The first name to come to my mind when i read the title of this post was Bob Gentry. I have had the pleasure of shooting many tournaments with him...not only is he pheonominal at shooting with fingers and able to keep up with the freestylers...But he is a great guy and makes the shoots fun. sure he gets mad if he makes a "bad shot" but he doesnt complain about it all day and make up excuses like a lot of other shooters i know. I have a lot of 2nd and 3rd place trophies because of Mr. Gentry.:wink:


----------



## Unclegus (May 27, 2003)

Bob Gentry shot a 546 at Yankton Thursday. He get's my vote of all current shooters.....


----------



## Harperman (Sep 3, 2006)

Cato, thanks for starting this thread....Now then, not trying to hi-jack it, BUT......Why dont some of Y'all that know these top-class Finger shooters see about getting them to make some Instructional video's, and pass on that Finger shooting knowledge to the next generation?...Before it's lost...I frequent a pretty good sized bow shop, and attend a 3-D shoot every weekend that I can, and I usually the ONLY Fingershooter there...If there are any others, they are pretty much dedicated Bowhunters of the "Old School"...I dont have time, or interest in doing it the "Old Way"...I'm not good enough shot to shoot slow bows with heavy arrows...Whatcha say about some Instructional Fingershooting video's, maybe geared toward Target Archery?...Take care...Jim


----------



## mitchell (Mar 5, 2005)

No problem Jim. I should have couched my comments; I was speaking primarily about a hunter/archer and not a competitive shooter.

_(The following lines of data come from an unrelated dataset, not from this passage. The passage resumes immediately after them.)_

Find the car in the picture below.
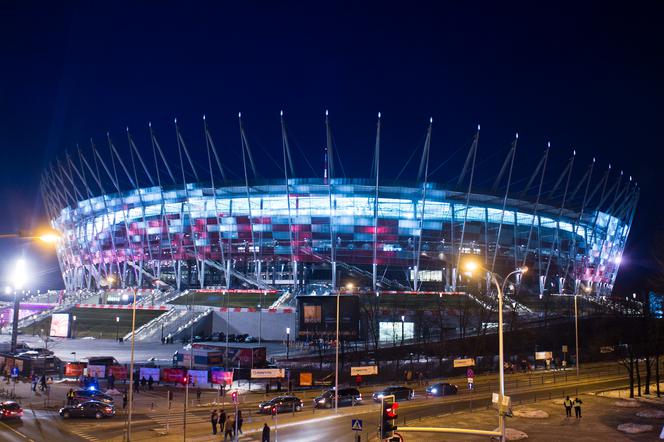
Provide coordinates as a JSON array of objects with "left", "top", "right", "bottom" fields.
[
  {"left": 425, "top": 382, "right": 458, "bottom": 397},
  {"left": 0, "top": 401, "right": 23, "bottom": 420},
  {"left": 244, "top": 335, "right": 258, "bottom": 343},
  {"left": 313, "top": 387, "right": 362, "bottom": 408},
  {"left": 74, "top": 389, "right": 114, "bottom": 405},
  {"left": 372, "top": 386, "right": 414, "bottom": 402},
  {"left": 258, "top": 395, "right": 303, "bottom": 414},
  {"left": 60, "top": 401, "right": 115, "bottom": 419}
]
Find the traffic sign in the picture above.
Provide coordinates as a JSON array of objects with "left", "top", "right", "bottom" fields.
[
  {"left": 351, "top": 419, "right": 363, "bottom": 431},
  {"left": 467, "top": 377, "right": 474, "bottom": 384},
  {"left": 562, "top": 345, "right": 568, "bottom": 353},
  {"left": 10, "top": 367, "right": 19, "bottom": 378},
  {"left": 454, "top": 358, "right": 475, "bottom": 368},
  {"left": 466, "top": 368, "right": 474, "bottom": 379}
]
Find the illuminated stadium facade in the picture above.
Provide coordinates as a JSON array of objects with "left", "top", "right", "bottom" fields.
[{"left": 41, "top": 117, "right": 638, "bottom": 300}]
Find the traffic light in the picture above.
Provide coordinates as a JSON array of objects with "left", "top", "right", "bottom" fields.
[
  {"left": 271, "top": 405, "right": 277, "bottom": 416},
  {"left": 231, "top": 391, "right": 238, "bottom": 404},
  {"left": 380, "top": 395, "right": 398, "bottom": 439}
]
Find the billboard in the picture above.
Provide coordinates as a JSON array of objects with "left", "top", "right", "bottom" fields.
[
  {"left": 50, "top": 313, "right": 70, "bottom": 337},
  {"left": 378, "top": 321, "right": 414, "bottom": 343},
  {"left": 139, "top": 367, "right": 160, "bottom": 382},
  {"left": 297, "top": 295, "right": 360, "bottom": 338},
  {"left": 211, "top": 368, "right": 234, "bottom": 385},
  {"left": 161, "top": 368, "right": 186, "bottom": 383},
  {"left": 87, "top": 365, "right": 106, "bottom": 378},
  {"left": 251, "top": 368, "right": 285, "bottom": 379},
  {"left": 187, "top": 369, "right": 208, "bottom": 386}
]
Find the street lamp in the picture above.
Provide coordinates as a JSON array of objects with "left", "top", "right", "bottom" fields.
[
  {"left": 463, "top": 259, "right": 527, "bottom": 442},
  {"left": 72, "top": 315, "right": 77, "bottom": 339},
  {"left": 286, "top": 327, "right": 291, "bottom": 360},
  {"left": 115, "top": 316, "right": 120, "bottom": 341},
  {"left": 401, "top": 315, "right": 405, "bottom": 346}
]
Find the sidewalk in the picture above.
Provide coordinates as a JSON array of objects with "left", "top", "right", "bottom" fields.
[{"left": 406, "top": 392, "right": 664, "bottom": 440}]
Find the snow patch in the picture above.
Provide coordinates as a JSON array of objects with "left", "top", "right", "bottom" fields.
[
  {"left": 636, "top": 409, "right": 664, "bottom": 418},
  {"left": 614, "top": 400, "right": 641, "bottom": 408},
  {"left": 617, "top": 423, "right": 654, "bottom": 434},
  {"left": 512, "top": 407, "right": 549, "bottom": 419},
  {"left": 493, "top": 428, "right": 529, "bottom": 440},
  {"left": 105, "top": 388, "right": 122, "bottom": 395}
]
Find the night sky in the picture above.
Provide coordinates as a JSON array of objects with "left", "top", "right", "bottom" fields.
[{"left": 1, "top": 2, "right": 662, "bottom": 292}]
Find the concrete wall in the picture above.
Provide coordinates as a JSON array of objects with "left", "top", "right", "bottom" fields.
[{"left": 211, "top": 310, "right": 296, "bottom": 341}]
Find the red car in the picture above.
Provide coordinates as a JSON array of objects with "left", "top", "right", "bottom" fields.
[{"left": 0, "top": 401, "right": 23, "bottom": 420}]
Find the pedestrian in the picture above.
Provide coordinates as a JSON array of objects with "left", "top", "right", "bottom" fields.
[
  {"left": 197, "top": 387, "right": 202, "bottom": 402},
  {"left": 563, "top": 396, "right": 573, "bottom": 417},
  {"left": 418, "top": 371, "right": 424, "bottom": 386},
  {"left": 236, "top": 409, "right": 243, "bottom": 435},
  {"left": 123, "top": 391, "right": 128, "bottom": 409},
  {"left": 148, "top": 375, "right": 154, "bottom": 391},
  {"left": 31, "top": 373, "right": 38, "bottom": 392},
  {"left": 67, "top": 388, "right": 75, "bottom": 405},
  {"left": 133, "top": 377, "right": 140, "bottom": 394},
  {"left": 211, "top": 409, "right": 219, "bottom": 435},
  {"left": 266, "top": 381, "right": 270, "bottom": 394},
  {"left": 219, "top": 409, "right": 227, "bottom": 433},
  {"left": 224, "top": 418, "right": 235, "bottom": 441},
  {"left": 573, "top": 397, "right": 583, "bottom": 418},
  {"left": 262, "top": 422, "right": 271, "bottom": 442},
  {"left": 108, "top": 372, "right": 115, "bottom": 390},
  {"left": 140, "top": 376, "right": 147, "bottom": 387},
  {"left": 40, "top": 374, "right": 47, "bottom": 391}
]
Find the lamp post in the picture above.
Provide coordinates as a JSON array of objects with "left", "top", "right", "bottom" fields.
[
  {"left": 72, "top": 315, "right": 77, "bottom": 339},
  {"left": 463, "top": 260, "right": 527, "bottom": 442},
  {"left": 286, "top": 327, "right": 291, "bottom": 360},
  {"left": 115, "top": 316, "right": 120, "bottom": 341},
  {"left": 335, "top": 283, "right": 353, "bottom": 412},
  {"left": 401, "top": 315, "right": 405, "bottom": 346}
]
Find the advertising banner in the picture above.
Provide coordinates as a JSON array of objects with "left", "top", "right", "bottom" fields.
[
  {"left": 65, "top": 363, "right": 86, "bottom": 378},
  {"left": 299, "top": 372, "right": 312, "bottom": 386},
  {"left": 453, "top": 358, "right": 475, "bottom": 368},
  {"left": 50, "top": 313, "right": 70, "bottom": 337},
  {"left": 535, "top": 351, "right": 553, "bottom": 360},
  {"left": 108, "top": 365, "right": 127, "bottom": 380},
  {"left": 87, "top": 365, "right": 106, "bottom": 378},
  {"left": 251, "top": 368, "right": 286, "bottom": 379},
  {"left": 211, "top": 368, "right": 233, "bottom": 385},
  {"left": 350, "top": 366, "right": 378, "bottom": 376},
  {"left": 161, "top": 368, "right": 186, "bottom": 383},
  {"left": 139, "top": 367, "right": 160, "bottom": 382},
  {"left": 187, "top": 369, "right": 208, "bottom": 386}
]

And my world is bare bow by choice. So Wells appeals approach and success appeals to me a great deal.

I am with you on the other; somebody do some serious instructional video for the compound fingers guys. As far as I can tell there is little or nothing out there.


----------



## SBills (Jan 14, 2004)

Hi Cato,

Good to see you still around. Thanks for the link on the videos I may have to check them out. 

Scooter


----------



## Harperman (Sep 3, 2006)

SBills said:


> Hi Cato,
> 
> Good to see you still around. Thanks for the link on the videos I may have to check them out.
> 
> Scooter


.....Scooter, if You start shooting wheel bows, I'll never win ANYTHING!....L.O.L...Good to see that Your still kicking!...Still got that lime green BEST riser?..that is a thing of beauty..Jim


----------



## SBills (Jan 14, 2004)

No no. I'm enjoying the recurves too much these days. But I surf a bunch of the forums and try to stay current on a lot of the things out there (archery geek). 

Yeah the green Moon is still my go to target bow. My shooting has really been on the upswing lately and I'm having a ton of fun. Been thinking of getting another moon in Black for indoor. We'll see.


----------



## mitchell (Mar 5, 2005)

Great to bump into you again Scooter. I still have those "target on wheels" pics you sent me. I've passed them along to others as well who wanted to build one of those dog house targets.

Don't watch Tim Wells. If you do, you might have to try the dark side again.

Keep in touch.

Cato


----------